According to a Nov. 3 announcement from South Korea’s Financial Services Commission, or FSC, virtual asset service providers within the country will no longer be able to handle any digital assets that present a high money laundering risk. These updates were made as part of the guidelines under the Special Payment Act — regulation which specifically covers the legality of cryptocurrencies in South Korea. The FIU specifically called out “dark coins”, which are privacy-oriented cryptocurrencies, for having transaction records that are reportedly difficult for the group to trace. This could potentially affect the usage of privacy coins such as Zcash (ZEC), Monero (XMR), and Dash (DASH).
The financial watchdog’s amendments to the Special Payment Act are expected to be enforced starting in March 2021. The crypto bill calls for existing exchanges to employ sufficient Know Your Customer, or KYC, and anti-money laundering, or AML, policies. Exchanges must also report their operations within six months of the law’s implementation. In addition to not handling privacy coins, virtual asset service providers are required to confirm the real names of their customers by verifying them against personal data, such as national identity numbers.
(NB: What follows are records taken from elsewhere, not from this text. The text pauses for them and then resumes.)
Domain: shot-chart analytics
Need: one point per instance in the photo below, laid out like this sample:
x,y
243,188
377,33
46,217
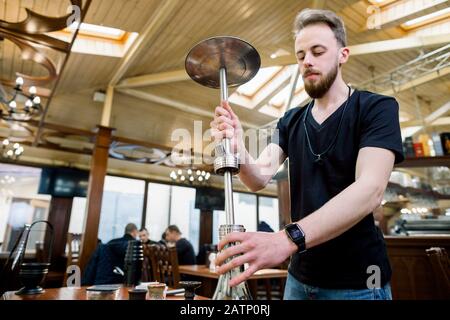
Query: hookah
x,y
222,62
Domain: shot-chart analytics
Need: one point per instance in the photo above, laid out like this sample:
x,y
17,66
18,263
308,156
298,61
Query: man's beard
x,y
317,90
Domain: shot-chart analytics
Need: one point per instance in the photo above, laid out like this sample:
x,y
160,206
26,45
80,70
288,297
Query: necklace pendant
x,y
319,159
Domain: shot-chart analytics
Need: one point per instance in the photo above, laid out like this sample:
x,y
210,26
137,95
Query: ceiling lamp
x,y
20,106
190,176
11,151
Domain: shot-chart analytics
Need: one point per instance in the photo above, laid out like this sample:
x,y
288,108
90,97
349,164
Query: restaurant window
x,y
268,212
77,215
20,204
158,207
184,215
122,203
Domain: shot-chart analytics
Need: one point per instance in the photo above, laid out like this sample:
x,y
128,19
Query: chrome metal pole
x,y
226,143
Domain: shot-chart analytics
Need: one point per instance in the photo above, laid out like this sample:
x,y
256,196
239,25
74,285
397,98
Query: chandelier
x,y
21,106
190,176
11,151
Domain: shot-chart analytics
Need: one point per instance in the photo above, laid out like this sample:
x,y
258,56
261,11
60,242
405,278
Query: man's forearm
x,y
342,212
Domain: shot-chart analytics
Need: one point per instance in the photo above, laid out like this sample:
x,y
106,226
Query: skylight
x,y
97,40
426,18
97,31
381,3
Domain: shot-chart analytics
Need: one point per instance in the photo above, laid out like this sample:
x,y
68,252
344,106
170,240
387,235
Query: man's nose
x,y
308,60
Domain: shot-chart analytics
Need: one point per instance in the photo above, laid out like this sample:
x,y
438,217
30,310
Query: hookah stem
x,y
229,208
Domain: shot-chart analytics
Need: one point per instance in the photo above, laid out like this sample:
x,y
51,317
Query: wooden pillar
x,y
59,217
97,175
284,201
206,225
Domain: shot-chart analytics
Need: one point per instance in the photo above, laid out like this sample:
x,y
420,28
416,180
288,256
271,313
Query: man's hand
x,y
226,124
258,249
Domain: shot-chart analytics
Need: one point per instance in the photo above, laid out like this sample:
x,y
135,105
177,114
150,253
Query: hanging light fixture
x,y
11,151
20,106
190,176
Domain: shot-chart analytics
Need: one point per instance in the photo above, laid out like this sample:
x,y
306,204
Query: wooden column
x,y
59,217
97,175
284,201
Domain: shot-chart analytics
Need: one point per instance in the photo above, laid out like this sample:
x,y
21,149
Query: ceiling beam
x,y
405,43
434,118
409,42
398,13
107,107
153,28
175,104
417,81
152,79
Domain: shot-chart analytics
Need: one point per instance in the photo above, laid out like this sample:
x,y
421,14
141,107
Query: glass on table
x,y
156,291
Many crypto exchanges in the country already do not list privacy coins due to existing international regulations. In September 2019, the South Korean arm of cryptocurrency exchange OKEx removed ZEC, XMR, DASH, Horizen (ZEN), and Super Bitcoin (SBTC), citing guidelines set out by the Financial Action Task Force. Local crypto exchange Upbit announced that same month it would cease trading support for three privacy-focused cryptocurrencies.